L’économie djiboutienne est de plus en plus intégrée à celle de l’Éthiopie. Vous n’êtes pas inquiet des répercussions que cette crise peut avoir sur votre pays ?

Nous sommes évidemment très vigilants. Nous avons tellement d’intérêts en commun aujourd’hui que la moindre rupture peut avoir des conséquences très douloureuses pour Djibouti, qui s’appuie clairement sur la dynamique de développement mise en place ces dix dernières années en Éthiopie. Toutes les infrastructures que nous construisons ont pour but de servir le marché éthiopien et le perdre serait une catastrophe pour notre économie.

Cette dynamique dont vous parlez a surtout été rendue possible grâce aux capitaux chinois ?

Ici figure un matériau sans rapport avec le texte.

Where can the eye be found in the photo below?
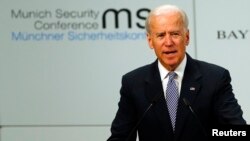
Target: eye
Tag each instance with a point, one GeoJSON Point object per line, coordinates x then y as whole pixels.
{"type": "Point", "coordinates": [160, 35]}
{"type": "Point", "coordinates": [175, 34]}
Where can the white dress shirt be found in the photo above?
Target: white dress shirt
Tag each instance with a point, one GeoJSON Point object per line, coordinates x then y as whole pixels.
{"type": "Point", "coordinates": [179, 71]}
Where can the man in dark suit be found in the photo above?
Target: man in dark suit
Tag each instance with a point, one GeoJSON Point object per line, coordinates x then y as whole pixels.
{"type": "Point", "coordinates": [204, 86]}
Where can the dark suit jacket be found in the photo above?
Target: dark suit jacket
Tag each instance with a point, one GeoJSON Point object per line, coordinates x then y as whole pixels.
{"type": "Point", "coordinates": [206, 86]}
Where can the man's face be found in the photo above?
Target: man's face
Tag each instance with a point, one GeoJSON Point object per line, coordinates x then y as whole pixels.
{"type": "Point", "coordinates": [169, 39]}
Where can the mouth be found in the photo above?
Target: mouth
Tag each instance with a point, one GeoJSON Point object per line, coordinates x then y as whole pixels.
{"type": "Point", "coordinates": [170, 52]}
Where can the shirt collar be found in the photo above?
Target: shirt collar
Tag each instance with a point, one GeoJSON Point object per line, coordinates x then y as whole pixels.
{"type": "Point", "coordinates": [179, 70]}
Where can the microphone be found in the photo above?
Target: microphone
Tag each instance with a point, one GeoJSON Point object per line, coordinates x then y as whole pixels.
{"type": "Point", "coordinates": [187, 103]}
{"type": "Point", "coordinates": [155, 99]}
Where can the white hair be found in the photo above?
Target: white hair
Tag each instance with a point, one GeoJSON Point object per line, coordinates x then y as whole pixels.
{"type": "Point", "coordinates": [164, 9]}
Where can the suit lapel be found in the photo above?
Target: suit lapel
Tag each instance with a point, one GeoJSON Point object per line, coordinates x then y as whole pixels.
{"type": "Point", "coordinates": [189, 91]}
{"type": "Point", "coordinates": [154, 89]}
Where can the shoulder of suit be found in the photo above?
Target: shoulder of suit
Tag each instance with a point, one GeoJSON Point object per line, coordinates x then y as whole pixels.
{"type": "Point", "coordinates": [207, 66]}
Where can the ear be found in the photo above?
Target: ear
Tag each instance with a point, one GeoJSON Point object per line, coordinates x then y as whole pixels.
{"type": "Point", "coordinates": [187, 37]}
{"type": "Point", "coordinates": [149, 39]}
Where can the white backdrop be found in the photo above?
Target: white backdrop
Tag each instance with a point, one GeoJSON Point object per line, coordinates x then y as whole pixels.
{"type": "Point", "coordinates": [66, 87]}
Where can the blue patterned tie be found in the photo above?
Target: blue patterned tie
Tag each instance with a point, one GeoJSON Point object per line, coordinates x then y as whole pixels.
{"type": "Point", "coordinates": [172, 97]}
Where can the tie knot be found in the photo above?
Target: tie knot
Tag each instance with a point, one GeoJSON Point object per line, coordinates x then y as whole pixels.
{"type": "Point", "coordinates": [172, 75]}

Nous n’avons pas attendu les Chinois pour comprendre, ici comme à Addis-Abeba, que nos deux pays partageaient une destinée commune et que nous devions capitaliser dessus. C’était une occasion en or pour Djibouti, que nous avons su saisir. Et la Chine est venue se greffer dessus. Elle aussi, a vu une opportunité à prendre. Et en effet, aujourd’hui, son argent et son savoir-faire consolide et cimente la direction prise par nos deux économies depuis le début des années 2000.

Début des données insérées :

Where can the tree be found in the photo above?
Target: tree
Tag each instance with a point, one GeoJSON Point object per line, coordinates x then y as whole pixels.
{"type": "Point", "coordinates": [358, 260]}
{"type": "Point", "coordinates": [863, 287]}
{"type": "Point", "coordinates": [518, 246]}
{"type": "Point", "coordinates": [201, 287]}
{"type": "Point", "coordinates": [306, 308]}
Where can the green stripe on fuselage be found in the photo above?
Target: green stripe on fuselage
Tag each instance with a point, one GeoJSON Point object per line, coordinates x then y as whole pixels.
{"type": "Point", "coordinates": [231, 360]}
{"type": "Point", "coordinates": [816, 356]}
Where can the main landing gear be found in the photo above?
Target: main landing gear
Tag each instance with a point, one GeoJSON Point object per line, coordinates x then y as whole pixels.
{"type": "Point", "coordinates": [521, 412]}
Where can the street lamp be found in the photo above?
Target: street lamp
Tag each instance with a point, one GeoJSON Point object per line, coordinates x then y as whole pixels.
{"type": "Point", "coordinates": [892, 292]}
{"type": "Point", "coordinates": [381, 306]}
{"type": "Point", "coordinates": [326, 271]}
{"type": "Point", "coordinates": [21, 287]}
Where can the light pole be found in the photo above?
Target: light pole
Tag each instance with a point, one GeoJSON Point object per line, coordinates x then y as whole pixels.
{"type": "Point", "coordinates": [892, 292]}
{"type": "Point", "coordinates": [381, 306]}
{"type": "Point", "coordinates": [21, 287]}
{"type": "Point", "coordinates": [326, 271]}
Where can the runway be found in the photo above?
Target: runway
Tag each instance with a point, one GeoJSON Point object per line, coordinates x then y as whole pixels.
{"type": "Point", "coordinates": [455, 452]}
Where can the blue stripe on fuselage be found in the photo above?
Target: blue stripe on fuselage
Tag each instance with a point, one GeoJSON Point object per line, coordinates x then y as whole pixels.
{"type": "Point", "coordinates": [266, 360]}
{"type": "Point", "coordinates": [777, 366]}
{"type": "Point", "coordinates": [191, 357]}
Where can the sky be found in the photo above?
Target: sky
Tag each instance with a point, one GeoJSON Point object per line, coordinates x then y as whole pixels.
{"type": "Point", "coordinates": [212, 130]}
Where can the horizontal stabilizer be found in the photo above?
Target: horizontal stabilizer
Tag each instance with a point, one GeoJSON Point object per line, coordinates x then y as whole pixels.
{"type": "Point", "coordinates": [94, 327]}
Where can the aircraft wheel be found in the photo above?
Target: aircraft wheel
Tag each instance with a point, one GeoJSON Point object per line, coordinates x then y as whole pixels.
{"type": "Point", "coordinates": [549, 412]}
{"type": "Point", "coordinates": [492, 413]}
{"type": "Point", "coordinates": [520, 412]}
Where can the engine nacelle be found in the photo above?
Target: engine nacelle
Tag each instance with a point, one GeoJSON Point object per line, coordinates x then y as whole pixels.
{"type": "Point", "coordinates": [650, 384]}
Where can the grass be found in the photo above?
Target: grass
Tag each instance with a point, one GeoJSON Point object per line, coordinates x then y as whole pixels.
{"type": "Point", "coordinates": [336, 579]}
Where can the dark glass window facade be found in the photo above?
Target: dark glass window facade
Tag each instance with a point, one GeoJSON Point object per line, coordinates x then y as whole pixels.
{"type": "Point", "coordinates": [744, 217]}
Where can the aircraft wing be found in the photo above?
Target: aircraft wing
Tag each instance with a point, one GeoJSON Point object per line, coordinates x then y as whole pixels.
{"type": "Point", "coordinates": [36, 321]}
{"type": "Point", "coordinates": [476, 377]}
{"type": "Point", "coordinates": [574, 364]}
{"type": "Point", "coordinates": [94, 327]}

Les Chinois sont justement en train de construire une base militaire à Djibouti, qui sera opérationnelle en 2017. Dans quels buts ?

Il s’agit d’une base navale qui, selon l’accord signé entre nos deux pays en 2015, doit comprendre un quai et des baraquements pour accueillir 300 marins. Pas de troupes terrestres, ni aériennes. D’ailleurs il n’y aura pas de piste d’atterrissage. Les missions de ces forces seront les mêmes que pour les autres contingents installés à Djibouti à savoir, lutter contre la piraterie, protéger la route maritime, ainsi que les intérêts économiques et commerciaux très importants pour les Chinois, qui compte de très nombreux ressortissants dans toute la région.

Quelles sont les conditions d’obtention de cette base ?

Ils ont un bail de dix ans et Pékin paie annuellement 20 millions de dollars de redevance. Mais ce n’est pas le plus important pour Djibouti qui attend surtout des retombées indirectes de cet accord, liés aux investissements réalisés sur place par les entreprises chinoises. Nous sommes en train de développer une zone industrielle de 6 km² pour les recevoir, afin que Djibouti soit leur hub commercial pour toute la sous-région et en profite pour devenir un centre de transformation industriel, pourvoyeur d’emplois pour notre économie. C’est ça l’objectif de Djibouti.

Est-ce que cette dépendance à la Chine et à l’Éthiopie ne risque pas d’étouffer votre pays ?

Les autres pays n’ont pas jugé utile de nous aider à nous développer et ont toujours accusé une fin de non-recevoir à nos ambitions de disposer des infrastructures qui devaient nous permettre de trouver notre place dans le contexte d’une économie globalisée. Ils nous ont tourné le dos quand la Chine a accepté de nous suivre, malgré nos handicaps. Nous n’avons pas tendu la main au diable mais saisi une opportunité. Nous n’avions pas d’autres alternatives. Qui peut aujourd’hui dépenser des centaines de millions de dollars pour construire un train, des ports, si ce n’est la Chine ? Qui ne risque rien n’a rien.